I made some changes and I like it much better now. @leighann I hope you do too. I still need to add the dew drops. Probably on Tuesday.


----------



## leighann

Wow, that looks totally different @TerryCurley. Love it :vs_cool:


----------



## leighann

@TerryCurley I just read where you and Susan where discussing the red and purple hues, and I actually like the darker hues. I think it makes the yellow pop a little more.


----------



## dickhutchings

I absolutely love this painting Terry. I'm having trouble seeing the difference between this one and the last. It might be a good idea in these kind of posts to show them side by side in your message so the changes are more apparent. I have in the past copied these to images and compared them on my own screen but I don't always have time for that.


----------



## TerryCurley

Good idea Dick.

What I changed was the bud in the upper right corner. It was looking like a tulip and I changed it so it looks more like a rose. Then I when over all three roses again and changed the tone to be a little warmer by adding some burnt sienna to the shadow mix. Finally I changed the background and toned down the purple.


----------



## ARTadmin

TerryCurley said:


> I have only a little more to do on this. I'm planning to add more contrast to the roses. I'm going to add dew drops and a touch of accents and a little more highlights.


I so love the way this turned out.


----------



## Liz

I wanted to wait until the painting was finished before I commented, and I have to tell you Terry you really know how to use color! In fact I think the way you are using color in your backgrounds is becoming part of your style. Give yourself a pat on the back, you've earned it.


----------



## TerryCurley

Thank you so much Liz, Cricket, Leighann, Dick and FanKi. I think I'm going to wait one more day to put on the dew drops and then I'll call it finished.


----------



## TerryCurley

I put the dew drops on. Calling it done now. The picture was taken out doors so the colors look different than the previous photos that were taken indoors.


----------



## dickhutchings

Standing ovation! You sure you want to part with it? :biggrin:


----------



## Susan Mulno

Wow, very nice! Love the colors!


----------



## TerryCurley

Thank you Susan and Dick.


----------



## leighann

I would totally understand if she wanted to keep it, isn't it gorgeous?!

You should definitely try this method again, @TerryCurley. :laugh:


----------



## dickhutchings

Oh I totally agree @*TerryCurley*:biggrin::biggrin: I can't get this thing to work. I'll try again.
Oh I totally agree @*TerryCurley 
Ahh, there we go.
http://www.artistforum.com/member.php?u=15058*


----------



## TerryCurley

It's yours LeighAnn. I am going to do this again for myself. I think I will try to make the roses white in my next version. 

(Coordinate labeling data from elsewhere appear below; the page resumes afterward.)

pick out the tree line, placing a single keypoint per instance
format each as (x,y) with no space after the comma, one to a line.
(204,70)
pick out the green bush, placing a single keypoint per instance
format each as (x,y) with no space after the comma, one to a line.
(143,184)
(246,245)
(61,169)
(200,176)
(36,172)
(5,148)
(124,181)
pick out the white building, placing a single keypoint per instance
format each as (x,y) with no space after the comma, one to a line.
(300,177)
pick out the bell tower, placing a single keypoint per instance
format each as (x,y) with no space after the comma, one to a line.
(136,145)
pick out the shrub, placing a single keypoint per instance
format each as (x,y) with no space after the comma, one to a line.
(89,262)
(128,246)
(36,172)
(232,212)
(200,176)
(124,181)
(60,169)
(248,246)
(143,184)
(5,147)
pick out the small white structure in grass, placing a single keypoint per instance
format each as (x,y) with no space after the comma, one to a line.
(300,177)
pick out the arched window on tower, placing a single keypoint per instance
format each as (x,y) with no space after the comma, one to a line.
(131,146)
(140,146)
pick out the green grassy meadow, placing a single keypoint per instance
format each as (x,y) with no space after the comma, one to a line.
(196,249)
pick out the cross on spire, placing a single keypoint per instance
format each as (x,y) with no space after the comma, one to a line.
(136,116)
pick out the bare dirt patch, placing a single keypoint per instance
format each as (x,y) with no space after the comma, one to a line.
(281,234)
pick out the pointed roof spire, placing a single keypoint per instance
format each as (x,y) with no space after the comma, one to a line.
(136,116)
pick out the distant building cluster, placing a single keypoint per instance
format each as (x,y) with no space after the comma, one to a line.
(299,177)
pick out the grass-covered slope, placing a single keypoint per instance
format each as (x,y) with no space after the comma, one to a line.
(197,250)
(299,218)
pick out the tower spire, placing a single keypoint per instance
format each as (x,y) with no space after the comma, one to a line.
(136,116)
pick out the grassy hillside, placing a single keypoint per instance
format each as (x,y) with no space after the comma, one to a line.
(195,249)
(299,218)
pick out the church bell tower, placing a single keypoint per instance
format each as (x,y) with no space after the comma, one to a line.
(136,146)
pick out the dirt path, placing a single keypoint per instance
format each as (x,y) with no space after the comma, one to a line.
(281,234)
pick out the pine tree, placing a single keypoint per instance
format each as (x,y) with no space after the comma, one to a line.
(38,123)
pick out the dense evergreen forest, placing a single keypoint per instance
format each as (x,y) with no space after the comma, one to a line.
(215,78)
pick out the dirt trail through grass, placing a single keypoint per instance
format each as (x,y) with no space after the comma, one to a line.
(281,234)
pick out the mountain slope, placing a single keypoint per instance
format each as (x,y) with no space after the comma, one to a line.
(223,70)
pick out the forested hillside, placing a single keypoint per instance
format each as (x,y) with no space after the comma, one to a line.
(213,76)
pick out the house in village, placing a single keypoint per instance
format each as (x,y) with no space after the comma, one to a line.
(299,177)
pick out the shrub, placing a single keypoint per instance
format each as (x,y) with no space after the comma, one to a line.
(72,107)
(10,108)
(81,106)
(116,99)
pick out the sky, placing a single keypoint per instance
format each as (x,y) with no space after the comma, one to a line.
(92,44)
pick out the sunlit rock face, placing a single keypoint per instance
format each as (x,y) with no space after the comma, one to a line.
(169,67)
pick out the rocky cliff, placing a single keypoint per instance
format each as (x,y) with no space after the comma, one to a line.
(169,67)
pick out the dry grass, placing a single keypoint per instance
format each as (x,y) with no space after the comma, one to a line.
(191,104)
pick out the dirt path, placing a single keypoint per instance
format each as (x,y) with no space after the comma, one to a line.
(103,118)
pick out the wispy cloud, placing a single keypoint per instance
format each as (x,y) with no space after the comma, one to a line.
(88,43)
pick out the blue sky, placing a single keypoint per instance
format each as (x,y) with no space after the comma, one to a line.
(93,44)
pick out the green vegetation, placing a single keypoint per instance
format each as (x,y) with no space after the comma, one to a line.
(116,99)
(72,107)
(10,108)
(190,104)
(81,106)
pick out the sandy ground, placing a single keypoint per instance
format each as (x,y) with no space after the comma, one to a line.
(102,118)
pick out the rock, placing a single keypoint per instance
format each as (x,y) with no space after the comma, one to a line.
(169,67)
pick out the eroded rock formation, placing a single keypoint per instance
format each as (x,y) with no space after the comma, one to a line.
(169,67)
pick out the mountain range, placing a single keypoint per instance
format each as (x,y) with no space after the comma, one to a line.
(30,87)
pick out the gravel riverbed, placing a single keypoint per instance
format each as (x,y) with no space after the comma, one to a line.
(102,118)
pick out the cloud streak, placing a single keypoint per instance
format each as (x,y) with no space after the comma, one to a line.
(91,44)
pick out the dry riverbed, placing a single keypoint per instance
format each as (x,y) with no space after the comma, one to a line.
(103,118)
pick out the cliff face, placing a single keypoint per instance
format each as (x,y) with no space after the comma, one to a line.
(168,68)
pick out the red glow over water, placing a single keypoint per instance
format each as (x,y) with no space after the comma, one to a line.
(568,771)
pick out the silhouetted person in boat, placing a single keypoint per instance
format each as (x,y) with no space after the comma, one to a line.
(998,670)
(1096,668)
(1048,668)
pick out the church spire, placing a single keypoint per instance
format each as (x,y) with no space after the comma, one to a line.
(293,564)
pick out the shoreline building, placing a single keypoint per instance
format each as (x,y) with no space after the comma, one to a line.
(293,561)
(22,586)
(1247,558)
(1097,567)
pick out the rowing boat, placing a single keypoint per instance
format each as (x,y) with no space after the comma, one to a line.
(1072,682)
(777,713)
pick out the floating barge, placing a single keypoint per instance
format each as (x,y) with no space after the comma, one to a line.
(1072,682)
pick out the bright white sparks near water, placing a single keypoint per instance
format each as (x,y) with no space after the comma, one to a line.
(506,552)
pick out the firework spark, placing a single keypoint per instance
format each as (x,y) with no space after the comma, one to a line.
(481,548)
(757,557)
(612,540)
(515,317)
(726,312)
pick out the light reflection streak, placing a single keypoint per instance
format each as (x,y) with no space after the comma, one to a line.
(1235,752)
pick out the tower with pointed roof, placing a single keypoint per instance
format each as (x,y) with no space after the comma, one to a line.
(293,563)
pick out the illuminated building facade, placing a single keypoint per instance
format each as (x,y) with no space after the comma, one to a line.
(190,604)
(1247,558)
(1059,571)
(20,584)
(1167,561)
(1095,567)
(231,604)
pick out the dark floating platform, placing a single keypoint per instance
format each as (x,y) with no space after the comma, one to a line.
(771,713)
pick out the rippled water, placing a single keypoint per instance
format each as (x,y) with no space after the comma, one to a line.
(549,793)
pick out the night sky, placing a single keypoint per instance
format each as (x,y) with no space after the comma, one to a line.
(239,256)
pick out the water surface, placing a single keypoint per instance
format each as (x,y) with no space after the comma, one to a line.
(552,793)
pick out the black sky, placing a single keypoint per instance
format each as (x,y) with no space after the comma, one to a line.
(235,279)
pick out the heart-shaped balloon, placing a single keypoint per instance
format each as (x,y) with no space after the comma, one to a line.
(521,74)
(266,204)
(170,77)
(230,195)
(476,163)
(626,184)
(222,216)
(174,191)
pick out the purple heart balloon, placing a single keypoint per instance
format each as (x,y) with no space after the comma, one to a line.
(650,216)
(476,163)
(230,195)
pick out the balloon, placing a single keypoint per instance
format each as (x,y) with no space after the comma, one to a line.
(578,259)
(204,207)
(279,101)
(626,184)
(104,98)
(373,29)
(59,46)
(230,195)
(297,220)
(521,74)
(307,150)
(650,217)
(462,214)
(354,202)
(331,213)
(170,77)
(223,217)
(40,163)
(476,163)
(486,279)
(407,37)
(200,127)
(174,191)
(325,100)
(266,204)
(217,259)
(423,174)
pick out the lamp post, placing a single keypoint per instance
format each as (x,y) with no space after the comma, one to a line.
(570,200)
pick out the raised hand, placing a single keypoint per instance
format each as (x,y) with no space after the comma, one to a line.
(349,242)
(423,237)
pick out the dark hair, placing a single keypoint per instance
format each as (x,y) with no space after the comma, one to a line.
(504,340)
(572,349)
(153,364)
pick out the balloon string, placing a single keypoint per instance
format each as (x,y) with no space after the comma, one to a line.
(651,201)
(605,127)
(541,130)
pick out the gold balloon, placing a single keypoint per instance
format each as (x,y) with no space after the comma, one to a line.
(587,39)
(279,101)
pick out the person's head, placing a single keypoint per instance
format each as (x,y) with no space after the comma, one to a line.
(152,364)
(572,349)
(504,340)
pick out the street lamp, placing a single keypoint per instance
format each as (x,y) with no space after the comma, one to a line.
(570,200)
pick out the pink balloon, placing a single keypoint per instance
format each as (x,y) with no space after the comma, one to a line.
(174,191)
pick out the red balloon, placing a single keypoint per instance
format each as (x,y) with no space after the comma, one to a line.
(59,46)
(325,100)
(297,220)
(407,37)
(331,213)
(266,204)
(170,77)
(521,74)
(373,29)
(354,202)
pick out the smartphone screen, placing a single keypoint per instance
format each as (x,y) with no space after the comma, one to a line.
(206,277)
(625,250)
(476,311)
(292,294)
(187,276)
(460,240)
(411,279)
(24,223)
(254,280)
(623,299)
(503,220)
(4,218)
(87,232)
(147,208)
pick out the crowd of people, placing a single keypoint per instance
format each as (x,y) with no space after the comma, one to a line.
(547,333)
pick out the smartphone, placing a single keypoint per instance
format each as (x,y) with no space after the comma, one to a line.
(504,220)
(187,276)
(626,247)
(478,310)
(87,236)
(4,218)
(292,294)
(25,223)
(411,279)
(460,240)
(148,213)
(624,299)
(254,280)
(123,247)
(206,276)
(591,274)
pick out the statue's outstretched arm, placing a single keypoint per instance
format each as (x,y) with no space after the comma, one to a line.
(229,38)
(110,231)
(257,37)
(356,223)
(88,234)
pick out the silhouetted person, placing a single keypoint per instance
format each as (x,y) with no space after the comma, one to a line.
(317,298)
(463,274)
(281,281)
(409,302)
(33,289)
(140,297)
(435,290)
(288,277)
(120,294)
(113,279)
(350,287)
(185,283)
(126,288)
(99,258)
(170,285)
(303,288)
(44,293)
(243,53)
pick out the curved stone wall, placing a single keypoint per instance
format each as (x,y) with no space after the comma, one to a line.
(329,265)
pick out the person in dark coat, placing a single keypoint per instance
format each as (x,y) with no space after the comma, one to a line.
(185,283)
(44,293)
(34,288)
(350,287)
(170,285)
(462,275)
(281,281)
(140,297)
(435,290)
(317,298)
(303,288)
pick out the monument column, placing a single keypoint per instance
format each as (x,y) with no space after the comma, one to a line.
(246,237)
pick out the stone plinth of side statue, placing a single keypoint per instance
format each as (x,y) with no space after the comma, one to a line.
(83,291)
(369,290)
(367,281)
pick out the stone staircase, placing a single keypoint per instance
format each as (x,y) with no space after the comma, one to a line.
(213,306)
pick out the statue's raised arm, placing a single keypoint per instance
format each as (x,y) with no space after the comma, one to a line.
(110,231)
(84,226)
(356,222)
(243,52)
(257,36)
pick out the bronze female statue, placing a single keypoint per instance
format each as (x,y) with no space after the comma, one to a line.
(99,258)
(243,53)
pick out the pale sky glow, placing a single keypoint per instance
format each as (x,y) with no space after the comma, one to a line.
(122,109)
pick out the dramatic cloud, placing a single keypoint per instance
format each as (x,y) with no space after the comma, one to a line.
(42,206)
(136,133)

Let's plan on getting together in Conway in about three weeks, OK? By then it will be totally dry and varnished.


----------



## leighann

That'll be fine, @TerryCurley, just remind me. :biggrin:


----------



## FanKi

Boom Boom nena! (?

I'm with @leighann , waiting for more stuff with this method :vs_closedeyes:

She will be keeping this one?! That's favoritism jajajajaja, I'm jealous now :vs_smirk: 
Please when you encounter take some pics or something :vs_blush:


----------



## TerryCurley

Franki it's not favoritism, LeighAnn is purchasing the painting. I think I probably will take a picture of the two of us together and post it.


----------



## FanKi

Was a Joke Terry, of course it's not favoritism  

Please do it, will be something really interesting to commemorate


----------



## leighann

Oh, Lordy!! I do not photograph well. @TerryCurley that's why u never see a photo of me as my profile pic on FB. :laugh::laugh:
@FanKi, this will be my 2nd purchase from Terry. :biggrin: The first was a beautiful tiger lily painting. I have lots of walls to fill up in the new house, so why not support my artist friends. :wink:


----------



## ChiKevin

It's looking good so far. I am waiting to see what you do in the space on the bottom. By the way, what you are doing as far as style is great. My only suggestion is to find a dark rich color like a nice deep crimson or to use for your first layer on the flower. Any deep color, brown, green whatever will have a nicer tone coming through the glazed layers. Blacks and grays for the first contrast base take life and soul out of the final color. Try it some time. But once again stylish which to me says, nice work Ter.


----------



## ChiKevin

Hahah. Okay I just noticed all the pages of responses, including the finished piece. Nice. But the first layer got completely covered anyway. The gray didn't come through at the end. I do believe that was the point of the first layer though, to create all the depth and contrast which is supposed to come though the glaze and save you the trouble of mixing different shades like the yellows in the flowers.


----------



## Lana24

Beautiful flowers


----------



## tcwhit

I love watching other people's progressions. Thanks so much for sharing.


----------